You know the feeling. You have downloaded the free game Candy Crush and you run out of lives on the highest level you have ever achieved. The game offers to let you keep playing only if you pay for more lives and you say yes because you are addicted. These “freemium” apps are mobile games or tools that are free to download and play. That is, until you want to access a certain feature. Then you have to pay. The current rush to “free community college” reminds us a lot of Candy Crush. From the America’s College Promise Act to legislation recently passed in Oregon and Tennessee to the numerous online options available (like those “freeish” programs outlined in Goldie Blumenstyk’s recent article in the Chronicle of Higher Education), there are many enticing ways to opt in to playing the community college game (although restrictions do apply).
None of these avenues are actually free, but that’s not a bad thing. It’s a new approach to the access challenge. We hope this encourages more people to enroll in credit-bearing programs that help them work toward a meaningful credential.
We can’t stop with access, however. The problem that actually stymies student success isn’t enrolling in community college so much as completing community college. And that challenge won’t be met by just removing the impression of financial barriers.
The problem with the freemium college model is that the most important factor that actually drives access and completion is still there-- time. The majority of community college students are balancing work and families along with their education. Tuition isn’t the only barrier. Indeed, many community colleges like the California Community College System are already so cheap as to be almost free. Nearly two-thirds of 17-19 year olds enrolled full-time in the system receive tuition waivers. Even for students who don’t qualify for waivers, tuition is less than $1,500 a year. More money is the easy part. Design is the actual problem.
Students struggle to integrate unpredictable work schedules with inflexible class schedules. The resulting pressure leads to students having to choose between present income and future potential. Simply removing the tuition barrier does little to ease this strain. Rent must still be paid. Child care must be paid. Transportation is required. Utilities are necessary. Internet access is critical. Food must be put on the table.
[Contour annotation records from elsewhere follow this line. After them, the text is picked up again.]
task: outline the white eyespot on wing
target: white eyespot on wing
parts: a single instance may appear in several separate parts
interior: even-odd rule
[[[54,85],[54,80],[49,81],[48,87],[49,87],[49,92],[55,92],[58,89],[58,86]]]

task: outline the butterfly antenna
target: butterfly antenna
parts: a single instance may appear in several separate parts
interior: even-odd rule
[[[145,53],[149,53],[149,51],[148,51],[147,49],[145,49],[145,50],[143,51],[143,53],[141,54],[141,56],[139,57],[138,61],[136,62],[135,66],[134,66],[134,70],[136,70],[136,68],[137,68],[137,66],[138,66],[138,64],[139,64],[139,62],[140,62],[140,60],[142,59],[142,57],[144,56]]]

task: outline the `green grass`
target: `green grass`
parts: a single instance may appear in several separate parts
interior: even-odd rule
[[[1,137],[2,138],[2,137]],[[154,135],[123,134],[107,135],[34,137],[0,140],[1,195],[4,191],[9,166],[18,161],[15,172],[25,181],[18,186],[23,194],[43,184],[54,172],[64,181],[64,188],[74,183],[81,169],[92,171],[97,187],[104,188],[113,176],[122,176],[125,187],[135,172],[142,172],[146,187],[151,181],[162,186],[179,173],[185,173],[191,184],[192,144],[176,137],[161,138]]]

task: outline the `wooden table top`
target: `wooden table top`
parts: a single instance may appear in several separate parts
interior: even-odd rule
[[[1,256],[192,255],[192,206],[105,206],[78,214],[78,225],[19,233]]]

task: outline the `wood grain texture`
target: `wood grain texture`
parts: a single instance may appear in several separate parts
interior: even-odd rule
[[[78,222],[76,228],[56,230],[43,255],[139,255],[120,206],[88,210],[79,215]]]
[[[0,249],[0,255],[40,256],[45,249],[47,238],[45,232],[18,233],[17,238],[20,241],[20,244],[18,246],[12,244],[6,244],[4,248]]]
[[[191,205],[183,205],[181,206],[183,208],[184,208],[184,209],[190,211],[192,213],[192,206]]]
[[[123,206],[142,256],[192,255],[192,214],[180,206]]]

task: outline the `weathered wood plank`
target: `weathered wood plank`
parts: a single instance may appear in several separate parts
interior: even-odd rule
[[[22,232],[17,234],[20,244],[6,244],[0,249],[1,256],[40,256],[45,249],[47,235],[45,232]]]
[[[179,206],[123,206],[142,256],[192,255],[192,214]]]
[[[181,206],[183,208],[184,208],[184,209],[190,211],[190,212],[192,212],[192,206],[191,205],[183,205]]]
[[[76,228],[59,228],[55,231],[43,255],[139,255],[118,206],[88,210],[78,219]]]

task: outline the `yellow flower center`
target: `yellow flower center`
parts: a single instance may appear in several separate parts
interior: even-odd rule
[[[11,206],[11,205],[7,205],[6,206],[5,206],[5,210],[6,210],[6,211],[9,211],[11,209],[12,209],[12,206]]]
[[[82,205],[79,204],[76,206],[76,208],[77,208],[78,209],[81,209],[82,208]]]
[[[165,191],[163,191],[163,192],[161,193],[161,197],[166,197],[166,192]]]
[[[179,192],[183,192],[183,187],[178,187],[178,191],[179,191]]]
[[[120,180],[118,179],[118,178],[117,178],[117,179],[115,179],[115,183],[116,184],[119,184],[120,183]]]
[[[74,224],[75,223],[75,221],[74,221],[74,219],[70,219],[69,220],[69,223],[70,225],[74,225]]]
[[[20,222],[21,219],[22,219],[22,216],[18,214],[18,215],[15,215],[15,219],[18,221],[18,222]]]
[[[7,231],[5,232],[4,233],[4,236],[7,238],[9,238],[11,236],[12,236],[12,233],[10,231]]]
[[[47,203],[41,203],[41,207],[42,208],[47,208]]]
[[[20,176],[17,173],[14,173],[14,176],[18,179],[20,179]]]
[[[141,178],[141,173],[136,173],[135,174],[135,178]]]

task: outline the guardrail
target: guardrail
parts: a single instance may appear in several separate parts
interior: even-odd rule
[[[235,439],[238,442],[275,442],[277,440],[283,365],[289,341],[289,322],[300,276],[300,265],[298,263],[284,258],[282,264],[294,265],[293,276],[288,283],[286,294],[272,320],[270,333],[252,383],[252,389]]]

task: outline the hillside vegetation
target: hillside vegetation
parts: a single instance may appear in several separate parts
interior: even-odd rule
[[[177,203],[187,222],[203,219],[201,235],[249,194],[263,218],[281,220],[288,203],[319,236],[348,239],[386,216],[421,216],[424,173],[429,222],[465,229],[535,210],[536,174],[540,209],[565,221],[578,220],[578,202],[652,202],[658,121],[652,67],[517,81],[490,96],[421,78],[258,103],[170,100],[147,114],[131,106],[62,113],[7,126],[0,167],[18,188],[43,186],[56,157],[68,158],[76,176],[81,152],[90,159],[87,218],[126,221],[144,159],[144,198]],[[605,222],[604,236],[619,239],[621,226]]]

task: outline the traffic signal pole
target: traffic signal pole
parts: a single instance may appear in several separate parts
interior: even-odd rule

The question isn’t only how we make community college, already the best bargain in higher education, more affordable. More flexibility is needed so that students don’t have to make the choice between working and learning. However, we also know that students are more likely to succeed if they have structure. Policymakers need to find a way to weave flexibility into structure for both employment and education. This will help students achieve their larger goals while maintaining their day to day lives.
Employers need to understand that many of their employees are likely also students. Colleges need to understand that their students are likely also employees. And both need to understand that they can’t both be the student’s only priority.
What can be done? We should work with employers to help their employees prioritize their education. We can offer a tax incentive to employers that requires them offer predictable scheduling for employees enrolled in education or training leading to a post-secondary credential. This sort of predictability can help provide some much-needed structure and regularity, which will support their success.
Community colleges, which have heretofore defined access as being all things to all students, should instead focus on a specific set of programs offered multiple times a day in a predictable block schedule with hybrid options. An incentive grant program, at the state or federal level, would help community colleges develop flexible predictive scheduling, based in guided pathways, for working learners.
Ideally, work would reinforce learning and vice versa-- employment is a natural connection for guided pathways and critical non-formal education and skill building.
Tuition is not the root issue for most low-income students. It’s fundamentally about design. That’s the harder challenge, to be sure, but it’s also what makes the biggest difference in allowing students to pursue their educational goals.